The construction of an ellipse as an orthographic projection of a great circle of a sphere given two points on it, identifies the major axis as the diameter of the sphere. The minor axis of the ellipse can be derived from the orthogonal projection of the great circle called the eccentric circle. The inscribed ellipse can be defined as the locus of points P on the ellipse such that the ratio PD/QD is constant, where PD is the vertical distance from the point on the ellipse to the major axis of the ellipse and QD is the distance from the eccentric circle to the same point on the major axis: the ratio represents the minor to the major axes of the ellipse.

Thus we must have a constant radius of curvature, 2/G^2, in order to get elliptical motion. Rather than the relativistic correction (1), containing c^2 in the denominator, we use the index of refraction of the Eaton lens

G' = [2m/G - E]^(1/2), (2)

where E represents the magnitude of the total energy, we get a scalar curvature

R = (1+E)/2G^2.

With respect to (2), the orbital equation is

phi = h integral dr/r[(G'r)^2-h^2]^(1/2), (3)

where h is the constant angular momentum. The solution to this equation is

r = p/[1-e sin phi],

where p= h^2/m, is the semi-latus rectum, and e is the eccentricity

e= [1-h^2E/m^2]^(1/2),

which will result in elliptical motion provided

m/h>E^(1/2).

Calling (1) and (2) the indices of refraction, n_(rel) and n_(norm), respectively, the advance of the perihelion of Mercury is given by the orbital equation:

phi = h integral dr/r[(r n_(norm))^2- (h n_(rel))^2]^(1/2), (4)

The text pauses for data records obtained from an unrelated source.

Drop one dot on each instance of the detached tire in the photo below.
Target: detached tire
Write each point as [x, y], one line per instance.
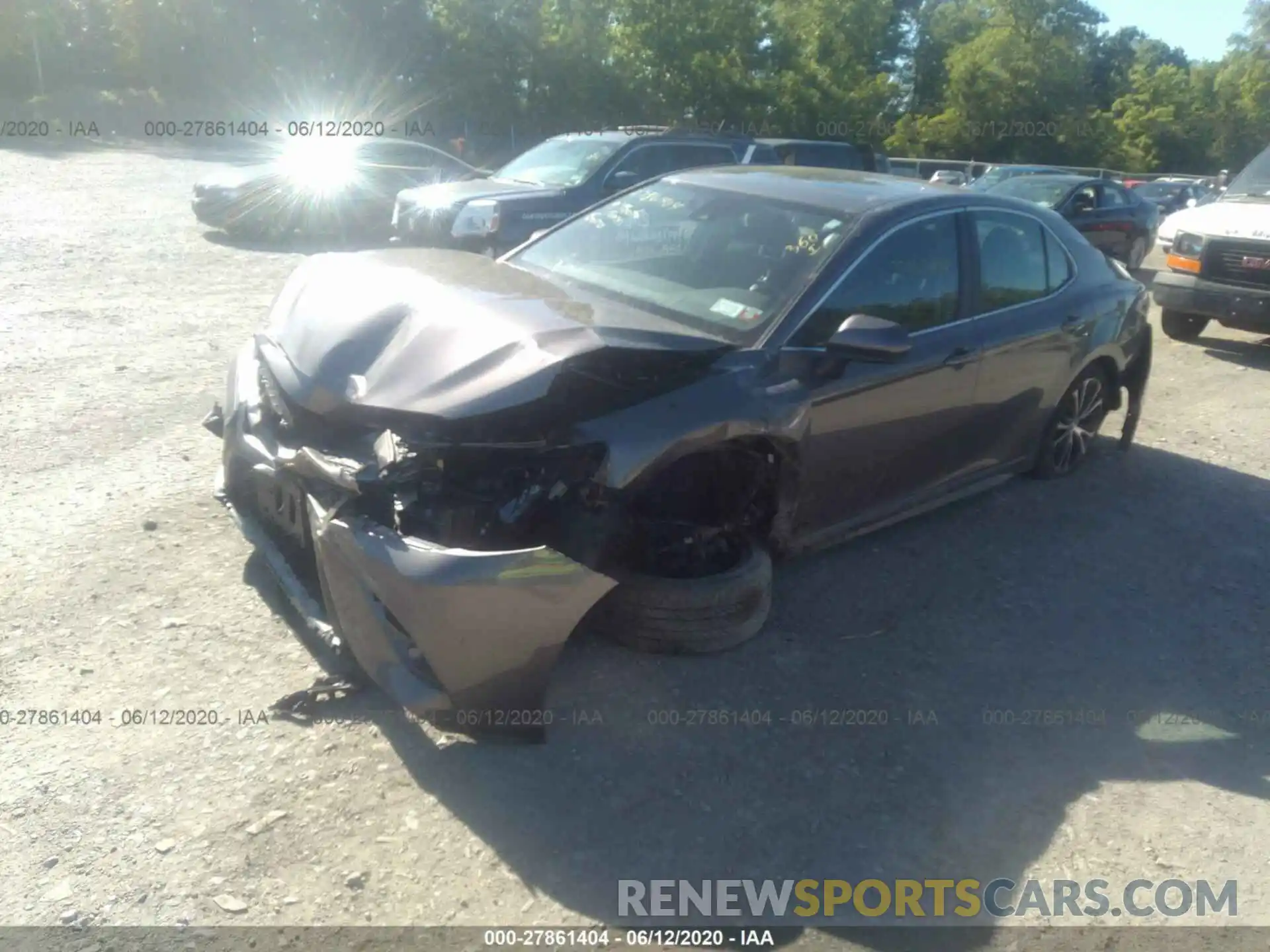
[689, 616]
[1181, 327]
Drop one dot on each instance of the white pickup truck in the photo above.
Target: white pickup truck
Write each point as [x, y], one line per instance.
[1218, 259]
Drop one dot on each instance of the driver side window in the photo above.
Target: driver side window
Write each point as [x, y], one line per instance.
[644, 161]
[911, 278]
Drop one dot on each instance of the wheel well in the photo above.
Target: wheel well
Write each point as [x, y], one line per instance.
[1111, 374]
[738, 483]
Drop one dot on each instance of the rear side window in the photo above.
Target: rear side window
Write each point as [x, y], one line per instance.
[1058, 268]
[824, 155]
[1011, 259]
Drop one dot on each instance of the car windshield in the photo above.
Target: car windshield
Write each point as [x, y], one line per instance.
[1159, 190]
[559, 161]
[714, 263]
[1254, 182]
[1034, 188]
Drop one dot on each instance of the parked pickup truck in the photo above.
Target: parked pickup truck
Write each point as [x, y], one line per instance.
[1218, 257]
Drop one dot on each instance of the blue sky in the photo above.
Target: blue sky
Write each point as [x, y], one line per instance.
[1199, 28]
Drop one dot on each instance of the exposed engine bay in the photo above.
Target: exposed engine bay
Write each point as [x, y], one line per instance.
[470, 487]
[501, 498]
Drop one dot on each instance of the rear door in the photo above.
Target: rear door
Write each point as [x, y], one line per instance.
[1082, 208]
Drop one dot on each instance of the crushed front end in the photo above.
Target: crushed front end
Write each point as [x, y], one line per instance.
[427, 559]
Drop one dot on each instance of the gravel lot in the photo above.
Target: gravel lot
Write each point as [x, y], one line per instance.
[1137, 587]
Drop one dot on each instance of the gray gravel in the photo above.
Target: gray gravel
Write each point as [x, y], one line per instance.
[1138, 587]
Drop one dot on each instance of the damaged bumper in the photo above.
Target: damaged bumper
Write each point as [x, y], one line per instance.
[459, 636]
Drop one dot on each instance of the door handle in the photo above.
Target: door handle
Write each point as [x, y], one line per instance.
[959, 358]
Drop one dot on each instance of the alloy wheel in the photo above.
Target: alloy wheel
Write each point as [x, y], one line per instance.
[1079, 423]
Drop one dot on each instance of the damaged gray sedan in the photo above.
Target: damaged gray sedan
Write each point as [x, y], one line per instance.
[454, 462]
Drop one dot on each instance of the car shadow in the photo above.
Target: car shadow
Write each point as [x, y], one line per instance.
[299, 243]
[1071, 597]
[1245, 353]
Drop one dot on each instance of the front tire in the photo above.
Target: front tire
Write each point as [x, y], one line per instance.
[1070, 434]
[697, 616]
[1181, 327]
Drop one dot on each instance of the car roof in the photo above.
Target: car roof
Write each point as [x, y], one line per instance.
[672, 135]
[1064, 178]
[812, 143]
[836, 190]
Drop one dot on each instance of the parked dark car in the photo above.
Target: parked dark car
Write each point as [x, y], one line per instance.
[321, 186]
[454, 462]
[996, 175]
[1170, 196]
[1113, 218]
[554, 180]
[827, 154]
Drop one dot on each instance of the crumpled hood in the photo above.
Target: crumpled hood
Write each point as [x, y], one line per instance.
[444, 333]
[447, 194]
[1223, 219]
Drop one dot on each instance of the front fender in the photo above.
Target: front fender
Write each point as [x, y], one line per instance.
[733, 403]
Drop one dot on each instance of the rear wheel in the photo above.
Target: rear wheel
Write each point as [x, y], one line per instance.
[1070, 434]
[1181, 327]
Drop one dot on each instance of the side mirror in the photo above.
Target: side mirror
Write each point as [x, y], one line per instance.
[620, 180]
[865, 338]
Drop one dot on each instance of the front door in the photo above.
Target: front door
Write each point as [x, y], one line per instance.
[883, 434]
[1032, 325]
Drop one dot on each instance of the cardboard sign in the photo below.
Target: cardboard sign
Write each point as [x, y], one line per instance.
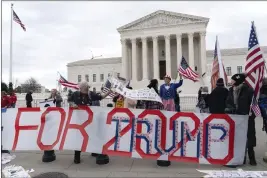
[147, 94]
[155, 134]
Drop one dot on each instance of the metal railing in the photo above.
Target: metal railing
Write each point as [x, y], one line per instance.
[187, 103]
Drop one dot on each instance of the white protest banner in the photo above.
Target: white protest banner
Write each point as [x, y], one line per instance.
[161, 135]
[147, 94]
[233, 173]
[48, 102]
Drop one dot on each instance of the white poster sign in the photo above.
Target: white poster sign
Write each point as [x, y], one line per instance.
[147, 94]
[46, 102]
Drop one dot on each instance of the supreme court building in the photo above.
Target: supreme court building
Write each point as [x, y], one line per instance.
[153, 46]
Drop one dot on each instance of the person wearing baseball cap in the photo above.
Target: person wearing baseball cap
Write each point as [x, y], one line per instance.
[168, 94]
[238, 102]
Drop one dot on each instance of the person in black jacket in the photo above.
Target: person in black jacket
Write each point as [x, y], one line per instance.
[217, 98]
[263, 108]
[82, 98]
[238, 102]
[29, 99]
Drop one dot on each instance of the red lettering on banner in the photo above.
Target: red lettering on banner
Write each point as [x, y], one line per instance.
[81, 128]
[231, 123]
[24, 127]
[43, 120]
[163, 133]
[105, 149]
[196, 120]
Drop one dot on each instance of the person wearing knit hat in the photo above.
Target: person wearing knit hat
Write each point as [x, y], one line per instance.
[218, 98]
[168, 94]
[238, 102]
[263, 108]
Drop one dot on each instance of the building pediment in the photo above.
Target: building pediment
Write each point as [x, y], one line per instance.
[162, 19]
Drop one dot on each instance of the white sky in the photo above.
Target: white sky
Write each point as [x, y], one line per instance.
[62, 32]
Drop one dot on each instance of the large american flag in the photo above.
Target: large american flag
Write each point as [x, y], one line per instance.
[187, 72]
[68, 84]
[107, 88]
[215, 74]
[16, 19]
[254, 68]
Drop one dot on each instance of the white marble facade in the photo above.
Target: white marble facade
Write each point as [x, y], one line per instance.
[153, 46]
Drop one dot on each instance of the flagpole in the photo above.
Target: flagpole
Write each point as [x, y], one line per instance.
[11, 40]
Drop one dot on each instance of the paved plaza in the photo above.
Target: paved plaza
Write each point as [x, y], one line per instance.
[127, 167]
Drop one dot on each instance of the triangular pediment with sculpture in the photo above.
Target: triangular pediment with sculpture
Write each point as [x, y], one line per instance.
[163, 18]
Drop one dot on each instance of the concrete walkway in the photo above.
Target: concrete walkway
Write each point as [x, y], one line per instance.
[126, 167]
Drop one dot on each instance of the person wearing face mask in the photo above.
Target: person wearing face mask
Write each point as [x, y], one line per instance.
[168, 94]
[82, 98]
[238, 102]
[263, 108]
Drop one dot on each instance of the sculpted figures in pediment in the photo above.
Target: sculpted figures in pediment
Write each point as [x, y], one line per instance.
[162, 20]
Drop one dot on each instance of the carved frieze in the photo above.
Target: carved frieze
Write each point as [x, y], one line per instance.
[162, 20]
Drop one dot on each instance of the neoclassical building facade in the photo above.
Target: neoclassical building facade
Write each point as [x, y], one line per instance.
[152, 47]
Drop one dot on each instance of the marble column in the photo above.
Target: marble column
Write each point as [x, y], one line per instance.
[155, 57]
[179, 48]
[168, 54]
[203, 59]
[144, 58]
[134, 60]
[191, 50]
[124, 60]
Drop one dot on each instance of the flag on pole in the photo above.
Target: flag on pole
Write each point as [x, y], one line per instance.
[68, 84]
[16, 19]
[254, 68]
[107, 88]
[187, 72]
[218, 70]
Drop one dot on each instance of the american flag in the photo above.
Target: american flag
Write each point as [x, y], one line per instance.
[254, 68]
[65, 83]
[187, 72]
[216, 67]
[16, 19]
[107, 88]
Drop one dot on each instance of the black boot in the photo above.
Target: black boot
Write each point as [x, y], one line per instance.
[94, 154]
[77, 157]
[162, 163]
[49, 156]
[251, 155]
[102, 159]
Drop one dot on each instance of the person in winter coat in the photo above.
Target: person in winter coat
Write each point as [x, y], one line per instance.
[177, 101]
[5, 103]
[13, 99]
[29, 99]
[217, 98]
[263, 108]
[49, 155]
[57, 98]
[167, 94]
[82, 98]
[238, 102]
[203, 104]
[95, 103]
[5, 100]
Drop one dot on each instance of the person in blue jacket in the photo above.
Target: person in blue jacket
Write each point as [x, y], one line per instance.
[168, 95]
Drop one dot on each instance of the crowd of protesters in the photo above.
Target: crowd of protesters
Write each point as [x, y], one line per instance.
[235, 100]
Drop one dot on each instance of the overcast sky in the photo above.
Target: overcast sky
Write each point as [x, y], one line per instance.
[62, 32]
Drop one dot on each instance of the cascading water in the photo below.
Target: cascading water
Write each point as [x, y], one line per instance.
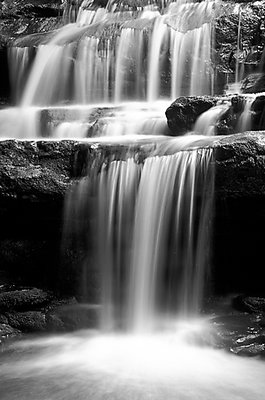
[153, 222]
[144, 222]
[108, 57]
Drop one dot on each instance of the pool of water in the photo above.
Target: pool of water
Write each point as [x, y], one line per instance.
[168, 364]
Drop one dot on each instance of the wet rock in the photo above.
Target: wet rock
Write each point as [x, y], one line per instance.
[253, 83]
[251, 39]
[29, 321]
[249, 304]
[240, 165]
[250, 350]
[7, 332]
[23, 299]
[72, 317]
[183, 112]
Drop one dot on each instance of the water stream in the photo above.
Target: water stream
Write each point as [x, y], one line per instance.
[145, 223]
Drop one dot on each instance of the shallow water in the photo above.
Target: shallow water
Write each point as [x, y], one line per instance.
[168, 364]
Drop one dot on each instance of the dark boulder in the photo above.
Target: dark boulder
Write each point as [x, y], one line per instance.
[23, 299]
[28, 321]
[249, 304]
[183, 112]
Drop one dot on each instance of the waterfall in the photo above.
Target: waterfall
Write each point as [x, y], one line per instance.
[105, 55]
[207, 121]
[152, 235]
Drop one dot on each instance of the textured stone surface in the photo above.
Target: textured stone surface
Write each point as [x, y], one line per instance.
[23, 299]
[183, 112]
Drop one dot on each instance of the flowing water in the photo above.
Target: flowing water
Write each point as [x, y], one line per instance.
[142, 218]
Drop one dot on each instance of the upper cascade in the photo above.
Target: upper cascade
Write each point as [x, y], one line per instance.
[148, 53]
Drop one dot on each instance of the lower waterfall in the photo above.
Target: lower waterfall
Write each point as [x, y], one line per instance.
[152, 231]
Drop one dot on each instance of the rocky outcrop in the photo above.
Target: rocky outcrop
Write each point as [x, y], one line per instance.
[183, 112]
[241, 25]
[28, 310]
[34, 179]
[241, 112]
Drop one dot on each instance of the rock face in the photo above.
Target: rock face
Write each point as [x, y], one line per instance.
[183, 112]
[35, 176]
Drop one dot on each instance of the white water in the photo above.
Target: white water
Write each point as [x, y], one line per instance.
[151, 249]
[129, 63]
[95, 366]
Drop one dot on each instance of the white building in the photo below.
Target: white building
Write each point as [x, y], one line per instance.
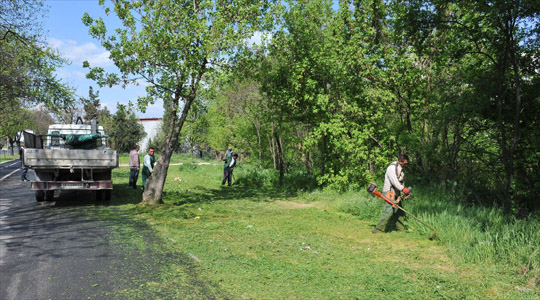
[151, 127]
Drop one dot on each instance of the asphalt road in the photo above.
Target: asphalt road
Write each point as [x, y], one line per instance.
[65, 249]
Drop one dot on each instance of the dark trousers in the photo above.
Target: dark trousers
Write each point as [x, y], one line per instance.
[133, 176]
[227, 176]
[23, 173]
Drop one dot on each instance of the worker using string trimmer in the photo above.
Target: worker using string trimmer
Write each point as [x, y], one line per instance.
[392, 189]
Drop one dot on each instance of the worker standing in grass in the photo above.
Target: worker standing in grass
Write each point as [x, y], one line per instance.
[134, 166]
[228, 167]
[393, 186]
[148, 165]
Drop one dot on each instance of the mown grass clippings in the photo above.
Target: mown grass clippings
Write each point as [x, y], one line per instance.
[257, 241]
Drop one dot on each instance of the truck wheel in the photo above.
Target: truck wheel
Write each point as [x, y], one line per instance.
[40, 196]
[49, 195]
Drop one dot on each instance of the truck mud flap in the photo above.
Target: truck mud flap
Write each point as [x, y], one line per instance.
[71, 185]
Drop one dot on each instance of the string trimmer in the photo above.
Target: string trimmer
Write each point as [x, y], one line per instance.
[372, 189]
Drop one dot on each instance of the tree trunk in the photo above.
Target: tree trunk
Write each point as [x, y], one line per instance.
[260, 145]
[154, 186]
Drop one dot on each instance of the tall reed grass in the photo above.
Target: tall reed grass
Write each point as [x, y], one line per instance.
[474, 234]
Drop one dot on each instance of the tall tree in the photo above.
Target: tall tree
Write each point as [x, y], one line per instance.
[172, 45]
[495, 46]
[27, 67]
[91, 105]
[126, 130]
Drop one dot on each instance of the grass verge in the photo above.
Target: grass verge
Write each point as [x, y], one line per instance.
[255, 241]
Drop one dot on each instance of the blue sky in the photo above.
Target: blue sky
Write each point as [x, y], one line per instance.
[70, 37]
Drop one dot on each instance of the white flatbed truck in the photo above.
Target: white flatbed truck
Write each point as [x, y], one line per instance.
[72, 157]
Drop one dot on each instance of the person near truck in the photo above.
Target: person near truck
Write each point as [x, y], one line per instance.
[134, 166]
[229, 151]
[24, 170]
[393, 187]
[148, 165]
[228, 167]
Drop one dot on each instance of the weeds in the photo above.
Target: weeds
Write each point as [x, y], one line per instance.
[262, 240]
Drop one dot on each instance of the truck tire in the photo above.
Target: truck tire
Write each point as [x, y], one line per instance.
[49, 195]
[40, 196]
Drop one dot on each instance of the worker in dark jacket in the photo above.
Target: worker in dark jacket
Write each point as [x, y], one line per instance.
[24, 170]
[228, 167]
[393, 187]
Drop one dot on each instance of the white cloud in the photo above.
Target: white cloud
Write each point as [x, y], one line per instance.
[97, 56]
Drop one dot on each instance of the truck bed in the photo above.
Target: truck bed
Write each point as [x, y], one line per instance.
[69, 159]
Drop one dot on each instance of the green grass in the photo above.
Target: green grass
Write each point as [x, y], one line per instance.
[256, 241]
[123, 158]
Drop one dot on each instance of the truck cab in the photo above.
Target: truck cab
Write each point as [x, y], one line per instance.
[70, 157]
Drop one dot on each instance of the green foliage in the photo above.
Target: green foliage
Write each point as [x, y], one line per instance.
[27, 67]
[125, 129]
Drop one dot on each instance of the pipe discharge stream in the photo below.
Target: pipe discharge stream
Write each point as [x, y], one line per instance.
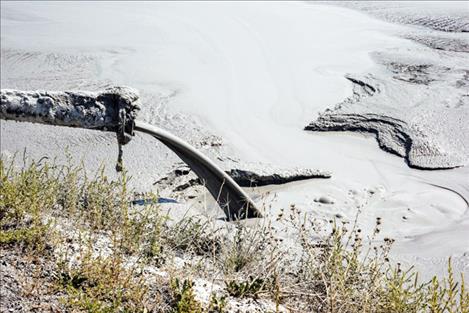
[115, 109]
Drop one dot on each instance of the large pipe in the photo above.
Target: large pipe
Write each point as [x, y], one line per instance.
[115, 109]
[231, 198]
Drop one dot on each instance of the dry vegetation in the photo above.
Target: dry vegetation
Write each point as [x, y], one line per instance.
[75, 243]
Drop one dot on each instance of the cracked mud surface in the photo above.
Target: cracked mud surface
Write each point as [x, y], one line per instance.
[415, 101]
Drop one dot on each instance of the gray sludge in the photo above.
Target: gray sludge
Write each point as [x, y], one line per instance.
[115, 109]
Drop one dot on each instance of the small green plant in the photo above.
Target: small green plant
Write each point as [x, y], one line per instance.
[102, 285]
[217, 304]
[184, 299]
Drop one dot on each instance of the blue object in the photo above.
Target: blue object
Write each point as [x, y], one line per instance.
[152, 201]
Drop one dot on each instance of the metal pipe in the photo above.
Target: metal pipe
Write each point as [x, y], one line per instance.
[232, 199]
[115, 109]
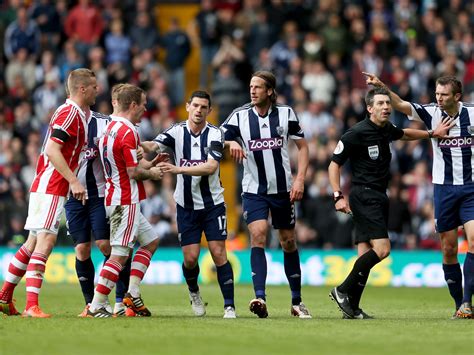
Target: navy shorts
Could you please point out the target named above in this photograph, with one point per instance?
(257, 207)
(370, 210)
(192, 223)
(454, 206)
(83, 221)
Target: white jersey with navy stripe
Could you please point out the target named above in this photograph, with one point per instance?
(265, 140)
(453, 162)
(195, 192)
(91, 172)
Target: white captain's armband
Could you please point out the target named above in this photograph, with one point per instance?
(339, 148)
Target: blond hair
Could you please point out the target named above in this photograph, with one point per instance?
(77, 78)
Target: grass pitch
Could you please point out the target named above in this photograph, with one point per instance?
(408, 321)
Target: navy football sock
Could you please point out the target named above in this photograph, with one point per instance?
(191, 277)
(225, 276)
(359, 272)
(258, 263)
(358, 290)
(293, 274)
(85, 273)
(453, 277)
(124, 281)
(468, 277)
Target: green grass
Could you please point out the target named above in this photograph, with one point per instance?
(409, 321)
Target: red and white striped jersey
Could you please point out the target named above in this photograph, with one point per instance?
(118, 150)
(73, 121)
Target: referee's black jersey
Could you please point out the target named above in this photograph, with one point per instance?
(367, 146)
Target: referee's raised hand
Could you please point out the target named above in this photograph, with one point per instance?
(372, 79)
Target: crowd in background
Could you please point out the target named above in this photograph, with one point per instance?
(317, 50)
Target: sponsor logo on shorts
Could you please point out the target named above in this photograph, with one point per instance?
(456, 142)
(91, 153)
(189, 162)
(265, 144)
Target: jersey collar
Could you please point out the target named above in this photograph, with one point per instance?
(82, 113)
(123, 120)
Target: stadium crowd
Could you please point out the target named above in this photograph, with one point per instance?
(317, 50)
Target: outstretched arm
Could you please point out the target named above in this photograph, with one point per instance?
(55, 155)
(441, 131)
(207, 168)
(397, 102)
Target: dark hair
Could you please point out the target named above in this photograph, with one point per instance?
(455, 83)
(369, 97)
(202, 95)
(270, 82)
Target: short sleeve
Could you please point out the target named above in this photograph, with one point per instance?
(231, 127)
(422, 113)
(216, 145)
(66, 123)
(129, 149)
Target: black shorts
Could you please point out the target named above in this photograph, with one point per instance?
(191, 223)
(84, 219)
(370, 210)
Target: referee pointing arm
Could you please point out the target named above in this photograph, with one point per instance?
(367, 146)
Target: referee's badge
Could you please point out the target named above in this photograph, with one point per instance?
(373, 152)
(339, 148)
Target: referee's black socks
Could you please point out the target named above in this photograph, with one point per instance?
(359, 272)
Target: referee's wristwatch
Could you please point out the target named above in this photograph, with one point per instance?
(337, 195)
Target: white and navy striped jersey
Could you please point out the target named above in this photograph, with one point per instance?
(91, 172)
(453, 162)
(195, 192)
(265, 140)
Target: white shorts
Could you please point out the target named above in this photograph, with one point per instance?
(44, 213)
(128, 226)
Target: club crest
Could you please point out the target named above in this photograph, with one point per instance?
(373, 152)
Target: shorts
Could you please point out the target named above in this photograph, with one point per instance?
(370, 213)
(128, 226)
(453, 206)
(191, 223)
(44, 213)
(257, 207)
(84, 219)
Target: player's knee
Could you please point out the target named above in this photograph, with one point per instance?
(104, 246)
(288, 245)
(190, 261)
(152, 246)
(83, 251)
(449, 249)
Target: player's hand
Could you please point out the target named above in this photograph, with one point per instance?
(168, 168)
(237, 152)
(371, 79)
(161, 157)
(343, 206)
(78, 191)
(140, 153)
(156, 173)
(442, 129)
(297, 190)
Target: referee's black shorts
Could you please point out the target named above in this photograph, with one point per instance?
(370, 210)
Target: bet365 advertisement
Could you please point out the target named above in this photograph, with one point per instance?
(410, 269)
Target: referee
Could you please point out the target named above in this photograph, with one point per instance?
(367, 146)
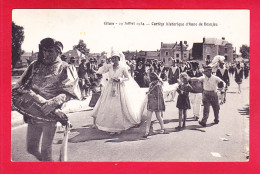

and the deflection of light by a massive body being given by the orbital equation with n_(norm)=1. In the latter case, h->h/c which is identified as the impact parameter, having dimensions of length instead of dimensions of action (energyxtime). This is where the relativistic correction (1) applies. By using "natural" units where G=c=1, one is allowed to get away with "murder". The appearance of c^2, or lack thereof, makes all the difference in the world. But, even without it, (2), with E=1, would be the imaginary of (1)! What you would need is E<1, and the whole expression (2) divided by c^2 to get the same result for the bending of light.

A crucial distinction between the orbital equations (3) and (4) is that only the former can be derived from the principle of least time by requiring that

n_(normal){dr^2+r^2 phi^2}^(1/2)

be an extremum. The condition is

n_(norm) r^2 phi'/[1+r^2 phi'^2]^(1/2) = h,

with h a constant and phi'=d phi/dr. Expression (1) will not result in any extremum condition for the path of least time.

To derive both these classic results we need not go beyond dimension n=3. In n=3, scalar curvature characterizes the curvature of the surface, whereas if we were to assume n>3, it would represent only one particular part of the Riemann curvature tensor that would be needed to characterize the manifold.

In regard to the orbital equation (4), the ratio of r/h modulates the magnitude of the two indices of refraction. In this case h must be considered as the impact parameter, or the least distance that the deflecting particle can approach the deflector of mass, m (in "natural" units) so that n_(norm)>n_(rel).

Kepler's transition from circles to ellipses was, indeed, a great step. Surely, it must have involved a projective argument, but scanning the literature, it is not entirely obvious (at least to me) where he used it. In fact, by the arguments of Kepler and Desargues, a projective line can be visualized as a great semi-circle which contains an antipodal pair of a great circle. So it was natural for them to consider a projective line as a closed curve, i.e., a circle. Yet, Kepler remained steadfast in his explanation of the distances to the planets in terms of the five regular polyhedra. The only problem was when more planets were discovered there were not enough polyhedra to go around.